Caldwell, the quarterbacks coach before being promoted to succeed the retired Dungy, will bring a new face to the Colts’ primary leadership. He’s made some significant moves, replacing the defensive coordinator (Larry Coyer is in, Ron Meeks out) and special teams coach (Ray Rychleski is in, Russ Purnell out).
Reich told Colts fans – and even those Bears fans in attendance at the breakfast – that he expects similar excellence in all areas of coaching from Caldwell that was the trademark of Dungy.
Both Dungy and Caldwell are quiet leaders, to an extent.
“Jim comes from a family of preachers,” Reich said, “so when he speaks, you can feel the intensity in his voice. It’s not that he’s a yeller and a screamer, but he has a message he wants to deliver with the team. Tony did, too, but they deliver it in different ways.”
Reich was a solid quarterback for Buffalo for 10 years and also played for Carolina, the New York Jets and Detroit. He wasn’t a superstar, by any means. He joked with the audience about his record for most fumbles in a Super Bowl. But he does bring great experience in knowing what it’s like to be an NFL quarterback.

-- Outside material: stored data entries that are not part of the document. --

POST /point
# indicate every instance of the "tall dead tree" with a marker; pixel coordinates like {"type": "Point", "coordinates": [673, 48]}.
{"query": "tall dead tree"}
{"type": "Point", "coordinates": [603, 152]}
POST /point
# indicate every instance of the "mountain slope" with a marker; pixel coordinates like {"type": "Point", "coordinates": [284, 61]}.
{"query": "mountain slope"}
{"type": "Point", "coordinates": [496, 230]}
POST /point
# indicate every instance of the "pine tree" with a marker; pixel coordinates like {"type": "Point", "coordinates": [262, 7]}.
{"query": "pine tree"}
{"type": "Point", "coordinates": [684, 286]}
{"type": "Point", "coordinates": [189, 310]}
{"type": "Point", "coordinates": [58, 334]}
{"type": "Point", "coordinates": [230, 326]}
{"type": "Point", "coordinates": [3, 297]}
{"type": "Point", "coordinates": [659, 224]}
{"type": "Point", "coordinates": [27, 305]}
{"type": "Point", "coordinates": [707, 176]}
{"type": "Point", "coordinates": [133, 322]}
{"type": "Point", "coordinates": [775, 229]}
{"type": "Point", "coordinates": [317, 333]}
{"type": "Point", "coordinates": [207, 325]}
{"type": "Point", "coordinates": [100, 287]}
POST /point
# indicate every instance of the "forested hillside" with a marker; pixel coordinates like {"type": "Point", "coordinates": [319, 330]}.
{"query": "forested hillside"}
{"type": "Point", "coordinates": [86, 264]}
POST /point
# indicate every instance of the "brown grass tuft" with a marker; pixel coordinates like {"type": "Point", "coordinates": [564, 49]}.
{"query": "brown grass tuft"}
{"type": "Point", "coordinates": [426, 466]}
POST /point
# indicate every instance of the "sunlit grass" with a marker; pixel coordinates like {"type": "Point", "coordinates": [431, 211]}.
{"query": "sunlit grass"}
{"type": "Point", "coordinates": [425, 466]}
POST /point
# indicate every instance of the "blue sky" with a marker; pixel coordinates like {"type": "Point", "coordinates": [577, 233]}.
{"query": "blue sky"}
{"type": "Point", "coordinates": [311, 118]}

Reich is best known for a pair of comebacks. The first was as a collegian when he led Maryland back from a 31-0 deficit to beat Miami 42-40 in 1984. The second came when, filling in for the injured Jim Kelly, he led the Bills back from a 35-3 deficit to beat the Houston Oilers 41-38 in overtime in the 1992 wild-card playoff game.
Reich calls the Colts the best organization in pro sports, and with Manning, he’s coaching a player who has directed 36 fourth-quarter or overtime game-winning drives. Reich worked as an offensive assistant last year, but was essentially the assistant quarterbacks coach.
“It was a great year to be in the quarterbacks meeting room when your quarterback is MVP of the NFL,” Reich said. “Those are good meetings, happy meetings, when you win 12 games.”
Reich expects nothing less when next season kicks back in gear.
“The thing I’ve learned about great players is they usually have a desire to get better,” Reich said. “Peyton wants to get better as much as any quarterback I’ve seen.”
One conversation reveals how Reich teaches Manning: With great pleasure.